A dor da ausência por causa de uma viagem de trabalho antes do seu internamento. A angústia de a deixar por algo que preparava há meses para NÓS. As memórias daquele fim de semana de caminhada, em que as suas corridas me despertaram uma gargalhada e decidi filmar algo que andava há anos para filmar. Sempre a dizer: para a próxima. Quem diria que a próxima não ia chegar? Quem me poderia ter avisado que o meu cão perfeito, a minha companheira de alma, poderia estar, silenciosamente, heroicamente, a desenvolver algo nela? Onde estava o meu olho clínico então?

Dizem que o luto tem várias fases... Pois eu ainda não fiz o luto e já as passei a todas, várias vezes. a rejeição, a raiva, a tristeza profunda. A única coisa comum a todas as fases, sabem que mais? A dor no peito, tão enorme que não seria capaz de descrever, nem por escrito.

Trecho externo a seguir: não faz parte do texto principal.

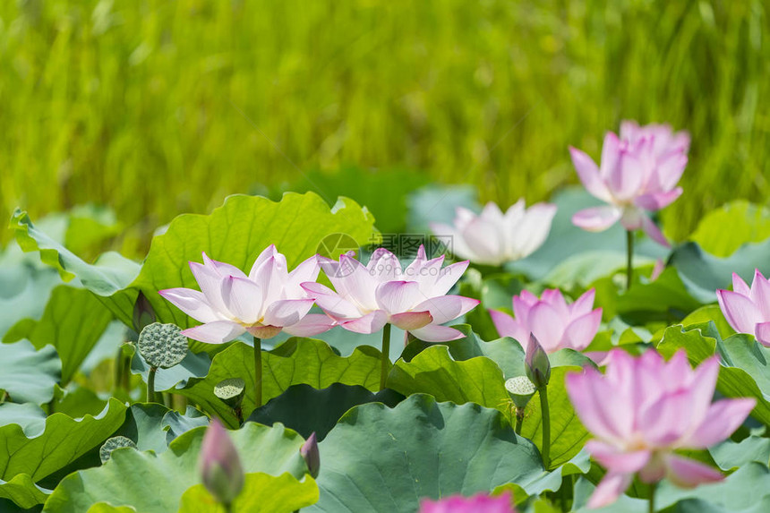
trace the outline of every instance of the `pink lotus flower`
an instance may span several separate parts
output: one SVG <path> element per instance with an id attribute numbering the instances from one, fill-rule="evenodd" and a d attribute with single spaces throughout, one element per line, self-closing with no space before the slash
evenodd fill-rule
<path id="1" fill-rule="evenodd" d="M 659 244 L 669 244 L 646 212 L 666 207 L 682 190 L 676 184 L 687 166 L 689 136 L 662 124 L 638 126 L 626 121 L 620 137 L 608 133 L 597 167 L 583 151 L 570 147 L 572 163 L 586 189 L 609 203 L 576 213 L 572 222 L 588 231 L 603 231 L 617 221 L 627 230 L 642 228 Z"/>
<path id="2" fill-rule="evenodd" d="M 435 501 L 423 499 L 419 513 L 516 513 L 510 500 L 509 492 L 496 497 L 478 493 L 473 497 L 452 495 Z"/>
<path id="3" fill-rule="evenodd" d="M 244 488 L 244 468 L 233 441 L 213 419 L 201 444 L 199 466 L 203 485 L 222 504 L 231 504 Z"/>
<path id="4" fill-rule="evenodd" d="M 602 321 L 602 309 L 592 310 L 595 295 L 592 288 L 567 304 L 559 289 L 543 291 L 541 299 L 525 290 L 513 297 L 515 318 L 496 310 L 489 312 L 500 336 L 516 338 L 525 351 L 530 333 L 546 353 L 565 347 L 582 351 L 594 340 Z"/>
<path id="5" fill-rule="evenodd" d="M 222 344 L 247 331 L 259 338 L 270 338 L 281 330 L 309 337 L 333 326 L 325 315 L 308 315 L 313 301 L 300 286 L 318 277 L 314 256 L 288 272 L 286 257 L 270 245 L 254 261 L 249 276 L 206 253 L 202 264 L 191 261 L 190 269 L 200 292 L 183 287 L 159 292 L 182 312 L 203 322 L 182 331 L 185 337 Z"/>
<path id="6" fill-rule="evenodd" d="M 719 307 L 730 326 L 739 333 L 750 333 L 770 347 L 770 282 L 759 269 L 754 271 L 749 287 L 732 273 L 732 291 L 716 291 Z"/>
<path id="7" fill-rule="evenodd" d="M 586 449 L 607 468 L 589 508 L 615 501 L 635 474 L 645 483 L 665 477 L 681 487 L 723 478 L 719 471 L 674 452 L 723 440 L 754 407 L 753 398 L 712 404 L 718 373 L 715 356 L 693 370 L 684 351 L 666 363 L 654 350 L 634 358 L 613 349 L 606 374 L 586 368 L 567 375 L 575 412 L 596 437 Z"/>
<path id="8" fill-rule="evenodd" d="M 444 257 L 427 260 L 423 246 L 406 269 L 383 248 L 372 253 L 366 266 L 351 254 L 340 256 L 339 261 L 319 256 L 319 261 L 337 291 L 312 282 L 302 286 L 340 326 L 356 333 L 374 333 L 389 322 L 428 342 L 455 340 L 464 337 L 462 332 L 441 324 L 479 304 L 446 295 L 468 262 L 441 268 Z"/>
<path id="9" fill-rule="evenodd" d="M 452 237 L 452 252 L 485 265 L 523 259 L 543 245 L 551 231 L 556 206 L 535 203 L 525 208 L 519 200 L 504 214 L 490 201 L 475 213 L 458 207 L 454 226 L 431 223 L 433 234 Z"/>

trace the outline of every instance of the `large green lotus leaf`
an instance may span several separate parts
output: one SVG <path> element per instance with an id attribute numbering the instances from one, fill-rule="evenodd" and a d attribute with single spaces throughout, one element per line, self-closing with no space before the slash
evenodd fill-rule
<path id="1" fill-rule="evenodd" d="M 11 227 L 15 230 L 16 242 L 22 250 L 39 252 L 43 263 L 56 269 L 64 281 L 77 277 L 82 286 L 102 298 L 121 321 L 131 325 L 136 294 L 132 296 L 122 291 L 139 274 L 139 264 L 114 252 L 102 254 L 94 264 L 87 263 L 35 227 L 27 212 L 19 209 L 11 218 Z"/>
<path id="2" fill-rule="evenodd" d="M 246 382 L 242 409 L 248 416 L 254 409 L 253 347 L 235 342 L 217 354 L 205 378 L 191 378 L 173 391 L 186 396 L 204 411 L 216 414 L 231 427 L 237 425 L 232 409 L 214 396 L 214 386 L 228 378 Z M 292 338 L 271 351 L 262 352 L 262 402 L 276 398 L 292 385 L 304 383 L 325 389 L 332 383 L 361 385 L 377 390 L 380 385 L 380 352 L 369 346 L 350 356 L 338 356 L 325 342 Z"/>
<path id="3" fill-rule="evenodd" d="M 183 433 L 209 424 L 209 418 L 192 406 L 183 415 L 157 403 L 134 403 L 128 408 L 125 422 L 113 436 L 124 436 L 139 450 L 165 451 Z"/>
<path id="4" fill-rule="evenodd" d="M 710 448 L 708 452 L 723 470 L 732 470 L 749 461 L 766 466 L 770 462 L 770 438 L 751 435 L 740 442 L 728 439 Z"/>
<path id="5" fill-rule="evenodd" d="M 704 333 L 705 331 L 705 333 Z M 757 406 L 751 415 L 770 425 L 770 376 L 767 350 L 746 335 L 734 335 L 723 342 L 714 322 L 668 328 L 658 343 L 658 351 L 666 357 L 676 351 L 687 351 L 690 363 L 697 365 L 714 354 L 722 367 L 716 389 L 728 398 L 754 398 Z"/>
<path id="6" fill-rule="evenodd" d="M 705 252 L 695 243 L 677 247 L 669 264 L 679 271 L 680 278 L 693 297 L 702 303 L 716 301 L 716 289 L 732 288 L 732 273 L 750 283 L 754 269 L 770 273 L 770 240 L 750 243 L 729 257 L 719 258 Z"/>
<path id="7" fill-rule="evenodd" d="M 61 372 L 62 362 L 51 346 L 36 351 L 29 340 L 0 343 L 0 389 L 14 402 L 48 402 Z"/>
<path id="8" fill-rule="evenodd" d="M 290 190 L 315 190 L 324 198 L 346 196 L 355 200 L 377 218 L 383 234 L 403 234 L 406 227 L 407 198 L 410 192 L 428 183 L 424 173 L 414 169 L 343 167 L 332 172 L 313 170 L 292 184 Z"/>
<path id="9" fill-rule="evenodd" d="M 176 511 L 183 494 L 201 482 L 198 457 L 204 432 L 202 427 L 185 432 L 160 455 L 117 449 L 105 465 L 62 480 L 43 511 L 81 513 L 102 502 L 113 508 L 132 506 L 142 513 Z M 288 472 L 301 478 L 307 471 L 299 454 L 304 440 L 280 424 L 267 427 L 246 423 L 229 434 L 246 473 L 280 475 Z"/>
<path id="10" fill-rule="evenodd" d="M 424 349 L 410 362 L 396 362 L 388 388 L 405 396 L 424 393 L 438 401 L 497 408 L 510 419 L 510 399 L 497 363 L 483 356 L 456 361 L 443 345 Z"/>
<path id="11" fill-rule="evenodd" d="M 489 492 L 516 483 L 529 493 L 545 475 L 537 449 L 497 410 L 415 395 L 347 412 L 319 444 L 321 489 L 306 513 L 414 512 L 420 499 Z"/>
<path id="12" fill-rule="evenodd" d="M 746 243 L 758 243 L 767 237 L 770 210 L 746 200 L 736 200 L 704 216 L 689 238 L 704 251 L 723 258 Z"/>
<path id="13" fill-rule="evenodd" d="M 37 349 L 56 348 L 62 360 L 62 383 L 66 384 L 98 342 L 112 313 L 84 288 L 62 285 L 51 293 L 39 321 L 27 320 L 12 328 L 4 342 L 28 338 Z M 10 338 L 10 339 L 9 339 Z"/>
<path id="14" fill-rule="evenodd" d="M 626 233 L 620 223 L 603 232 L 586 232 L 572 224 L 572 215 L 600 202 L 582 187 L 565 189 L 552 201 L 558 210 L 551 233 L 539 250 L 509 267 L 534 280 L 565 289 L 586 288 L 626 265 Z M 668 251 L 647 237 L 637 238 L 634 265 L 665 258 Z"/>
<path id="15" fill-rule="evenodd" d="M 318 486 L 309 475 L 302 481 L 291 474 L 278 476 L 261 472 L 247 474 L 244 490 L 233 501 L 232 513 L 290 513 L 318 501 Z M 228 513 L 202 484 L 182 496 L 180 513 Z"/>
<path id="16" fill-rule="evenodd" d="M 9 500 L 21 509 L 42 504 L 50 493 L 50 490 L 35 484 L 26 474 L 20 474 L 8 482 L 0 479 L 0 499 Z M 0 510 L 14 511 L 15 509 L 10 504 L 4 508 L 0 500 Z"/>
<path id="17" fill-rule="evenodd" d="M 321 390 L 310 385 L 292 385 L 280 396 L 252 412 L 247 420 L 266 425 L 278 422 L 304 438 L 315 432 L 320 441 L 353 406 L 381 402 L 392 407 L 403 398 L 389 389 L 375 394 L 360 385 L 332 383 Z"/>
<path id="18" fill-rule="evenodd" d="M 548 383 L 548 410 L 551 414 L 551 464 L 550 468 L 558 467 L 574 457 L 590 438 L 583 427 L 569 397 L 564 378 L 569 372 L 579 372 L 580 367 L 554 367 L 551 371 Z M 543 415 L 540 397 L 535 394 L 524 413 L 521 434 L 533 440 L 538 447 L 543 440 Z"/>
<path id="19" fill-rule="evenodd" d="M 0 468 L 3 468 L 0 497 L 18 500 L 17 504 L 22 508 L 42 503 L 50 491 L 35 483 L 74 462 L 109 438 L 124 415 L 125 406 L 111 399 L 107 407 L 96 416 L 73 419 L 64 414 L 54 414 L 46 419 L 42 432 L 38 420 L 29 417 L 12 419 L 12 423 L 0 426 Z M 17 423 L 19 421 L 23 425 Z M 31 437 L 27 434 L 30 431 L 35 432 Z"/>
<path id="20" fill-rule="evenodd" d="M 62 283 L 56 270 L 33 257 L 16 244 L 0 252 L 0 338 L 22 319 L 39 319 L 51 290 Z"/>

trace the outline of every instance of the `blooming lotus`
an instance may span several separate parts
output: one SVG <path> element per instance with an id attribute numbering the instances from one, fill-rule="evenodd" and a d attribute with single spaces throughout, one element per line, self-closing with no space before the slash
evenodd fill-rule
<path id="1" fill-rule="evenodd" d="M 519 200 L 505 213 L 490 201 L 475 213 L 458 207 L 453 226 L 431 223 L 433 234 L 450 236 L 452 252 L 485 265 L 523 259 L 543 245 L 551 231 L 556 206 L 535 203 L 525 208 Z"/>
<path id="2" fill-rule="evenodd" d="M 244 468 L 227 430 L 213 419 L 201 444 L 203 485 L 222 504 L 231 504 L 244 488 Z"/>
<path id="3" fill-rule="evenodd" d="M 444 257 L 428 260 L 423 246 L 406 268 L 383 248 L 376 250 L 365 266 L 351 254 L 341 255 L 338 261 L 318 258 L 336 291 L 314 282 L 302 286 L 342 328 L 356 333 L 374 333 L 390 323 L 428 342 L 454 340 L 463 333 L 441 324 L 479 304 L 447 295 L 468 262 L 442 268 Z"/>
<path id="4" fill-rule="evenodd" d="M 203 263 L 190 262 L 201 290 L 167 288 L 160 295 L 182 312 L 203 322 L 182 333 L 194 340 L 222 344 L 249 332 L 259 338 L 275 337 L 281 330 L 307 337 L 331 328 L 322 314 L 310 314 L 313 301 L 300 286 L 314 280 L 319 267 L 315 257 L 288 272 L 287 260 L 275 245 L 265 249 L 249 275 L 203 253 Z"/>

Sou extrovertida, partilho tudo. Nestas coisas, partilho a informação, escondo sempre o que sinto. Excepto quando me escorrem as lágrimas pela cara descontroladamente quando atendo um cliente. E aí sinto que preciso de ter tempo e espaço, e que não consigo, por vinte-e-um mil motivos que agora não interessam nada. Porque o tempo já passou e há CONSTANTEMENTE decisões a ser tomadas. E ela não fala. Não fala comigo, e por mais que lhe peça, não pode decidir.

O medo. O medo das decisões erradas.
A perda é nada quando comparada com este enorme medo. Este gigante que habita em mim nos momentos angustiantes com os (meus) seres. Deixá-la ir parece-me perfeito. Parece-me o fim de algo, e isso neste momento soa bem. Porque tudo é melhor do que este remoinho de vento em que não se tem tempo para comer nem para respirar, não se pára para sentir, e não se consegue sonhar.

Os sonhos, de uma outra vida.
Tão pouco, este tempo, que tivemos.

Tantos aqueles que ajudaste, que não consigo ver justiça nisto. Tantas pessoas, tantos cães. É preciso contar? Meu cão perfeito.

Quantas vezes terei que me despedir de ti?
Todos os dias, quando te visito pela última vez e te massacro, seja com comida forçada ou a limpar-te os pelos, quando me suplicas com o olhar para voltar para casa e te tenho que negar, me despeço de ti. Como se fosse a última vez. Todas as manhã, percorro os escasso kms a pensar no que vou ouvir, quantas vezes já imaginei o "aguarde um bocadinho" seguido de uma entrada para um qualquer gabinete para me explicarem que terias partido. Quantas marcas isto deixa em mim, e quantos momentos de euforia aparecem de seguida quando te vejo a aparecer, cauda de abanar tímido, ou me mandam entrar para te encontrar deitada e me cumprimentares com um levantar de cabeça ligeiro?
Qual o certo, qual o errado?

Tomei todas as decisões, todas foram acertadas porque segui a intuição e o coração, escorados por opiniões clínicas sustentadas. E então, porque sinto esta dor?

Mufo meu, espera por mim. Que decidirei sempre e arcarei com o peso da decisão por ti. Contigo.